My story begins 20 years ago, just before I started graduate school. A friend of mine suggested that I read a novel entitled, “Spring Moon” by Bette Bao Lord, a novel about three generations of women in China.
The novel made a beautiful and romantic impression on me. I felt a visceral reaction to the women and their stories portrayed in the book. For weeks afterward, I felt unusually connected to their lives, their struggles and their loves. It wasn’t long before I noticed I was having the exact same feelings I had after recently reading several books about three generations of African-American women. As an African American women, I was surprised and exhilarated by the similarity of experience.
I wanted to know more about Chinese culture, and the Chinese language in particular. It was almost as if I was re-discovering myself through the eyes of China, her history and her language.
That’s when I began my journey learning about the Chinese culture and learning to speak Mandarin.
During graduate school, I coordinated international business and education exchanges, and one day was myself presented with the opportunity to travel. I was given the opportunity to travel anywhere. “Where would you like to go?” the executive director asked me. Without hesitation, I said “China.” And as simple as that, I was off to China for the first time.

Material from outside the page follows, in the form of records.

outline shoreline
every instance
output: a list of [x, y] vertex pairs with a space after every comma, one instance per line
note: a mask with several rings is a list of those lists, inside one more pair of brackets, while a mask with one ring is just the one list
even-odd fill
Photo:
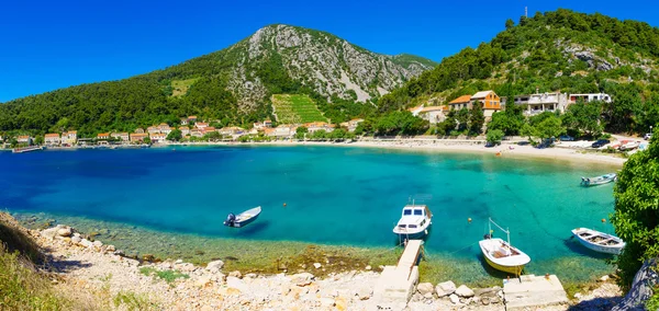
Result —
[[[319, 261], [284, 268], [278, 274], [246, 273], [227, 267], [221, 260], [194, 265], [182, 260], [125, 257], [113, 245], [88, 240], [86, 234], [63, 224], [44, 230], [20, 230], [26, 231], [48, 255], [48, 263], [43, 269], [57, 276], [57, 281], [54, 281], [57, 287], [74, 291], [77, 297], [114, 297], [116, 308], [121, 304], [116, 298], [126, 296], [138, 298], [146, 303], [144, 306], [157, 310], [376, 310], [382, 306], [393, 310], [505, 308], [505, 293], [500, 285], [470, 289], [450, 280], [420, 283], [407, 303], [384, 302], [375, 291], [381, 267], [353, 266], [319, 276], [331, 265]], [[70, 263], [76, 264], [71, 266]], [[461, 285], [458, 288], [462, 288], [461, 291], [456, 290], [457, 285]], [[618, 287], [607, 276], [590, 285], [568, 286], [572, 293], [584, 293], [574, 295], [568, 304], [540, 308], [568, 310], [570, 306], [578, 304], [595, 307], [587, 308], [589, 310], [606, 310], [604, 307], [617, 303], [621, 296]], [[606, 300], [606, 304], [602, 304], [602, 299]]]
[[[354, 142], [330, 142], [330, 141], [265, 141], [265, 142], [203, 142], [203, 143], [187, 143], [191, 146], [326, 146], [326, 147], [359, 147], [359, 148], [378, 148], [401, 151], [424, 151], [424, 152], [449, 152], [449, 153], [471, 153], [471, 154], [492, 154], [501, 152], [502, 158], [526, 159], [526, 160], [554, 160], [554, 161], [570, 161], [580, 163], [606, 164], [622, 168], [627, 161], [626, 158], [611, 156], [608, 153], [597, 153], [589, 150], [580, 150], [567, 147], [554, 147], [546, 149], [537, 149], [516, 143], [503, 142], [496, 147], [485, 147], [480, 140], [451, 140], [451, 139], [382, 139], [382, 140], [358, 140]], [[168, 148], [180, 146], [179, 143], [158, 145], [154, 148]], [[512, 149], [511, 149], [512, 147]], [[615, 153], [614, 153], [615, 154]]]
[[[333, 142], [333, 141], [299, 141], [299, 140], [276, 140], [263, 142], [239, 142], [239, 141], [216, 141], [216, 142], [170, 142], [152, 145], [156, 149], [176, 148], [176, 147], [293, 147], [293, 146], [319, 146], [319, 147], [359, 147], [359, 148], [378, 148], [399, 151], [414, 152], [434, 152], [434, 153], [470, 153], [470, 154], [492, 154], [499, 153], [502, 158], [513, 158], [521, 160], [551, 160], [551, 161], [569, 161], [573, 163], [591, 163], [604, 164], [608, 166], [622, 168], [627, 161], [621, 153], [603, 153], [592, 149], [573, 148], [562, 146], [558, 142], [556, 147], [537, 149], [530, 145], [521, 146], [517, 141], [503, 141], [495, 147], [485, 147], [484, 140], [478, 139], [438, 139], [438, 138], [404, 138], [404, 139], [368, 139], [356, 140], [351, 142]], [[133, 145], [116, 145], [116, 148], [96, 148], [96, 147], [47, 147], [45, 150], [56, 151], [75, 151], [88, 149], [144, 149], [142, 146]], [[11, 151], [10, 149], [4, 151]]]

It was a wonderful trip of sightseeing, and a series of lectures at local universities and businesses. I remember being on the bus on the way back to the airport, saying to my sponsoring professor, “I had a lovely time.” And then I said dreamily, “Wouldn’t it be cool to speak Mandarin?” I remember that moment so clearly. My professor stopped, and looked me with a calm and sobering stare. He finally said, “Don’t joke about that. If you are serious, just do it.” The next summer, I enrolled in a language immersion program through Princeton in Asia at Beijing Normal University to study Mandarin.
Since then, I have raised a family, and just two years ago, again decided to resume my study of Mandarin. Today, one of my projects is to design and deliver a Global Leadership program, preparing Chinese seniors in Beijing and Shanghai to attend university in the United States. I also volunteer at a local senior center, thanks to the suggestion of one of my Mandarin instructors at Berlitz. I am teaching Chinese seniors English. I teach very practical skills, such as how to make a doctor’s appointment, and how to introduce yourself. No one speaks English, so I am honing my listening comprehension skills as I complete my Mandarin studies at Berlitz, and before I leave for Shanghai in August.
I am so grateful to Berlitz. The rewards of learning a language go way beyond language learning. For me, the more I study, the more rewards I experience, both personal and professional. Most importantly, my study of Mandarin has brought me back to a passion of my youth, and in many ways, has brought me back to myself.
With over 20 years of experience working with global Fortune 500 companies and large nonprofits, Vernice is an executive coach, and leadership development architect. She is passionate about education, China, community development, personal transformation, and her family of boys. Through her executive coaching business, she has been a professional coach and consultant for clients in the U.S., China, India, Vietnam, Indonesia, Singapore, Bahrain and Saudi Arabia. Vernice lives in the Washington DC area with her husband and two children.